[FEAT] Allow specifying the playbook state directory

[neilschelly]

Is your feature request related to a problem? Please describe.
We have multiple users who might run ansible configuration playbooks against a given system. Since the state for the playbook is stored in a user-specific state directory based on either env.XDG_STATE_HOME or env.HOME, that means that the current state isn't always found depending on who runs the ansible commands.
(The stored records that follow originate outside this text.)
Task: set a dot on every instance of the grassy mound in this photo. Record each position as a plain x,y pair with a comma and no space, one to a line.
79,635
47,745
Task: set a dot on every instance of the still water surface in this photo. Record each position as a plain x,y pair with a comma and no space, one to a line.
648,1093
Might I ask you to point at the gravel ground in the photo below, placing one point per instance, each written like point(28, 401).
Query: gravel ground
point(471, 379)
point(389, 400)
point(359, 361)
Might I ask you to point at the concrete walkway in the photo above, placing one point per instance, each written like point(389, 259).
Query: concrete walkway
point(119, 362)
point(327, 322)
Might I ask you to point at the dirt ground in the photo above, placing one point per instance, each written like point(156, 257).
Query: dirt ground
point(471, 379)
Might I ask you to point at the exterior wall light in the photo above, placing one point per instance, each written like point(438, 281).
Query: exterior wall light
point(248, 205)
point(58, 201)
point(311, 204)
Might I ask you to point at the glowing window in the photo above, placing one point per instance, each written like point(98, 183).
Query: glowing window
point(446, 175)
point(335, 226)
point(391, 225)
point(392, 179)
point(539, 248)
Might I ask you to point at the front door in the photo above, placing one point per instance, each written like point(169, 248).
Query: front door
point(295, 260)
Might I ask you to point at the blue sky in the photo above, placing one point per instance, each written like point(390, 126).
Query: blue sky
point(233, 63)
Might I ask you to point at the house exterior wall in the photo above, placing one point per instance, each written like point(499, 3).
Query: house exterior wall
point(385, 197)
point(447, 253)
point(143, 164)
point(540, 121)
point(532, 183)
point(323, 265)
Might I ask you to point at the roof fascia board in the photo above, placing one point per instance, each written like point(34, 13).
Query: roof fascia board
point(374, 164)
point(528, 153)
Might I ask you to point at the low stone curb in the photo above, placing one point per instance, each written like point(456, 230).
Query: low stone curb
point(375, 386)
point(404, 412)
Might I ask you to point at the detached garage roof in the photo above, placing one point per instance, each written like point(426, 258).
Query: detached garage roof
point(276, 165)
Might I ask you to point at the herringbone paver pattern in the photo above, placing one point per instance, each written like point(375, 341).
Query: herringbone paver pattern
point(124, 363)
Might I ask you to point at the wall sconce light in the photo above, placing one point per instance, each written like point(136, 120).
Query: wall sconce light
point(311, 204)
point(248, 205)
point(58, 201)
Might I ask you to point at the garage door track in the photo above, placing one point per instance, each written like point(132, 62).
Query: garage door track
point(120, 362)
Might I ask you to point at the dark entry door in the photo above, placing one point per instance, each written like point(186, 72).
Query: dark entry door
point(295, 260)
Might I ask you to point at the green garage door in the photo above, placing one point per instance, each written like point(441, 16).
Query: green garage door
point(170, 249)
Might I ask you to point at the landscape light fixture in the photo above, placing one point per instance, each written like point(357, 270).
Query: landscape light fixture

Describe the solution you'd like
I think the best solution would be allowing a variable like tailscale_state_directory that could override the following set_fact declaration in the playbook. It would have to be a shared folder that allows multiple users to read/write it too.

- name: Install | Determine state folder
  ansible.builtin.set_fact:
    # Following https://specifications.freedesktop.org/basedir-spec/basedir-spec-latest.html
    tailscale_state_folder: "{{ ansible_env.XDG_STATE_HOME | default(ansible_env.HOME + '/.local/state') }}"

[McSim85]

Thanks for raising this @neilschelly
I have had this issue in my backlog for quite some time, and I was just about to post the same thing. I believe another way to make the state user-independent is to place the state into the /var/lib/<role_name> folder, which is specifically designed for storing the state.

[artis3n]

Is this not resolved by setting XDG_STATE_HOME to your desired location? The state folder will install as $XDG_STATE_HOME/artis3n-tailscale/state or $HOME/.local/state/artis3n-tailscale/state. It sounds like you would like to customize the location of the artis3n-tailscale directory, in which case you can set the XDG_STATE_HOME env var when invoking this playbook. Could you help me better understand your use case if this isn't sufficient?

[neilschelly]

@artis3n , yes, I believe you could do something like that. I guess I felt like that was a mis-use of the XDG_STATE_HOME variable, since it implies that value should be some user-specific location. Then, we'd have to ensure that every user who uses this in our organization uses it with the same XDG_STATE_HOME set, which I think we could handle.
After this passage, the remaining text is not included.